If your programs must handle data in arbitrary character set encodings, the environment the application runs in will generally identify the encoding of the data it is handing you. You need to convert the input to Unicode data using that encoding. For example, a program that handles email or web input will typically find character set encoding information in Content-Type headers. This can then be used to properly convert input data to Unicode. Assuming the string referred to by value is encoded as UTF-8:

value = unicode(value, "utf-8")

will return a Unicode object. If the data is not correctly encoded as UTF-8, the above call will raise a UnicodeError exception.

If you only want strings converted to Unicode which have non-ASCII data, you can try converting them first assuming an ASCII encoding, and then generate Unicode objects if that fails:

try:
    x = unicode(value, "ascii")
except UnicodeError:
    value = unicode(value, "utf-8")
else:
    # value was valid ASCII data
    pass

It's possible to set a default encoding in a file called sitecustomize.py that's part of the Python library. However, this isn't recommended because changing the Python-wide default encoding may cause third-party extension modules to fail.
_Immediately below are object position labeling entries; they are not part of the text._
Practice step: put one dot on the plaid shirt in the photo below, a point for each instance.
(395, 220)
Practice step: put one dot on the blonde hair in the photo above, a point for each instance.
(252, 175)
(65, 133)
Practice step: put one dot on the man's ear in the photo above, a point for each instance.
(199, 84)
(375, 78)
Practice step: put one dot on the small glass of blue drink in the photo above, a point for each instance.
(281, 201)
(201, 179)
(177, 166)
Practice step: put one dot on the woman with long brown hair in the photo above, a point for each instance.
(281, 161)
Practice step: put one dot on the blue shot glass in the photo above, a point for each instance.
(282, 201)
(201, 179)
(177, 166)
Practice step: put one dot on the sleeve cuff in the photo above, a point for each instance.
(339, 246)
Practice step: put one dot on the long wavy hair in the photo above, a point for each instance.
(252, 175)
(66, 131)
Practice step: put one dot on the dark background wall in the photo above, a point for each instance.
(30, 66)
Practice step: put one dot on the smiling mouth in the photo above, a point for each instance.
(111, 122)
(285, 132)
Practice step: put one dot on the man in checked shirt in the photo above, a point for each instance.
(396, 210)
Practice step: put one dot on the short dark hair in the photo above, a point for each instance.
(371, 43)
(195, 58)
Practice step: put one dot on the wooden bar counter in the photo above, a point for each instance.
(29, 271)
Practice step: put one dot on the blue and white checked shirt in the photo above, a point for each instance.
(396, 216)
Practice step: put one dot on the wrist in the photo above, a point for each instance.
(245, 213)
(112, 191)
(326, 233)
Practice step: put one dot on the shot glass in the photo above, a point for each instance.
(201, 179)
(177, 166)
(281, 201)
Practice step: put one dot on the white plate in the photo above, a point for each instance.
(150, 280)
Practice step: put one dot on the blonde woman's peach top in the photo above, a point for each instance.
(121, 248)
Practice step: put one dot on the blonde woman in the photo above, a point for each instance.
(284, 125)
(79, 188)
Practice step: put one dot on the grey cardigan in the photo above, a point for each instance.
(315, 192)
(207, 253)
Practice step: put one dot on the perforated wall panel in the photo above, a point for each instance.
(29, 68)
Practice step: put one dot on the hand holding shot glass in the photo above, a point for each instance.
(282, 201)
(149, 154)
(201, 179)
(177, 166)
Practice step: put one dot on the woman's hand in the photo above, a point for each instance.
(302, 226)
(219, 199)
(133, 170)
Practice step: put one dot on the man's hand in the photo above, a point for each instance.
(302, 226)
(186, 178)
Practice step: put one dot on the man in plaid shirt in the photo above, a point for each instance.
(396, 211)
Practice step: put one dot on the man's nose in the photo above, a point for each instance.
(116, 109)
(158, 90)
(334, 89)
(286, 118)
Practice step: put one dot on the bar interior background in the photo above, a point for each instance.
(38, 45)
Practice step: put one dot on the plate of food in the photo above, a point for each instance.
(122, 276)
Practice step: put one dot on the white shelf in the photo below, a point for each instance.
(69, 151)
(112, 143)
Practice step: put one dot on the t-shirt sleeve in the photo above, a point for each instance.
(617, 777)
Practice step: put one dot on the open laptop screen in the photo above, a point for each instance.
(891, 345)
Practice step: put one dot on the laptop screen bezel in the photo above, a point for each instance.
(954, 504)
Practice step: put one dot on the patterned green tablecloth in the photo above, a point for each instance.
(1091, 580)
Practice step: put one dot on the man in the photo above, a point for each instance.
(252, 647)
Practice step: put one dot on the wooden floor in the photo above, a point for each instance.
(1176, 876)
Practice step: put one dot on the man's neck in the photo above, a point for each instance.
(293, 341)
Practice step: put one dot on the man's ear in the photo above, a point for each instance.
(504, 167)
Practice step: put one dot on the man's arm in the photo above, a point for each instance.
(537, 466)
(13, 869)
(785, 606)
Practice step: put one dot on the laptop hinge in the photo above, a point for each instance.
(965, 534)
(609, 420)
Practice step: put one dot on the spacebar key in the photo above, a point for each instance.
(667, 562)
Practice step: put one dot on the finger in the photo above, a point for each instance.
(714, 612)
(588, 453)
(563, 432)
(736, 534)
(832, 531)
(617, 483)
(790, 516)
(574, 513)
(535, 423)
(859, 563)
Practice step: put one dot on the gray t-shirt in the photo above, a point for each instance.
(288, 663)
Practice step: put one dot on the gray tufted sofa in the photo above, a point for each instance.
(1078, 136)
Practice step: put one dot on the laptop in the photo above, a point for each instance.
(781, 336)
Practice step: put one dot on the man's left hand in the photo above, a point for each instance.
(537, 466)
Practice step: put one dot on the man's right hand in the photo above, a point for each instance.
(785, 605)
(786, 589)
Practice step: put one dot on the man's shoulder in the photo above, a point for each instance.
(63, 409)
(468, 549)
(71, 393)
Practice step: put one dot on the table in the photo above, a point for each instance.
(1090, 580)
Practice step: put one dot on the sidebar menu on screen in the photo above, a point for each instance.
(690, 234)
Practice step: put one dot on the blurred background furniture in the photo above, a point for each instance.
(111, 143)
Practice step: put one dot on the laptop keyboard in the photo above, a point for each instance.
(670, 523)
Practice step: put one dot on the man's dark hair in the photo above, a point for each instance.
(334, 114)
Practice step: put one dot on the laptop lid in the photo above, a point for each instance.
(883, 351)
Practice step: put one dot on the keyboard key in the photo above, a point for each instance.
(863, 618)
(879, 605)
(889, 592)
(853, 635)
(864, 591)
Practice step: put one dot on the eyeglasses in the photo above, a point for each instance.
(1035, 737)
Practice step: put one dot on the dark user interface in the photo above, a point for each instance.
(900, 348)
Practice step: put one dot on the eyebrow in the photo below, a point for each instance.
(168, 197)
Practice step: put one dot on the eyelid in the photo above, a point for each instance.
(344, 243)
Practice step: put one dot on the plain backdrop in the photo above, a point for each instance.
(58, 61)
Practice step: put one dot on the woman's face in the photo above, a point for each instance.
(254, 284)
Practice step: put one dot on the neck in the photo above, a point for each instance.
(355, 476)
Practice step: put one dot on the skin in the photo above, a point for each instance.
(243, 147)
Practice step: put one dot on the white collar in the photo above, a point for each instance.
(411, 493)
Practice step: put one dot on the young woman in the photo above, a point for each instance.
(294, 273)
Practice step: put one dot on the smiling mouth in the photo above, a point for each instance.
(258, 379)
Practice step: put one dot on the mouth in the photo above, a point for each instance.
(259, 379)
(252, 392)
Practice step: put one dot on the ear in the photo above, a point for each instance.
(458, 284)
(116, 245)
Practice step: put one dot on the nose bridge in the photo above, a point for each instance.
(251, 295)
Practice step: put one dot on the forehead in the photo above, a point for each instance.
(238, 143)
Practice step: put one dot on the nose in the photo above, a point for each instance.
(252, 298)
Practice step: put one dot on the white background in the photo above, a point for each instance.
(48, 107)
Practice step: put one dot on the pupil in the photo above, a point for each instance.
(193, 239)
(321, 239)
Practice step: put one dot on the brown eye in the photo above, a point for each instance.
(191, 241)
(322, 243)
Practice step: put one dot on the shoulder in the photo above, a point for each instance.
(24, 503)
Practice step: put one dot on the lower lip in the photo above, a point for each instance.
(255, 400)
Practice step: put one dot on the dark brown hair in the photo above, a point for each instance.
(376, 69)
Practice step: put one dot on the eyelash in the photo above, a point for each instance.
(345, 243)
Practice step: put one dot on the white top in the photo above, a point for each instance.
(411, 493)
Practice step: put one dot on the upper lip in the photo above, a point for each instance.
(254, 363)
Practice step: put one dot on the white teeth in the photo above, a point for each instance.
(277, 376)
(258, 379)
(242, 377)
Note that on Windows, there is an encoding known as "mbcs", which uses an encoding specific to your current locale. In many cases, and particularly when working with COM, this may be an appropriate default encoding to use.

CATEGORY: programming

Comments

Given that ASCII is a subset of UTF-8, and that unicode(b, "ascii") returns a Unicode object, what's the point of trying to decode from ASCII first?

The last paragraph could be interpreted as a recommendation to change the default encoding if you're doing lots of COM work. Maybe the text could be tweaked to make it clear that "appropriate default encoding" doesn't refer to sitecustomize...

"You need to convert the input to Unicode data using that encoding."

Some text on the recommended "decode on the way in, encode on the way out" pattern would be nice.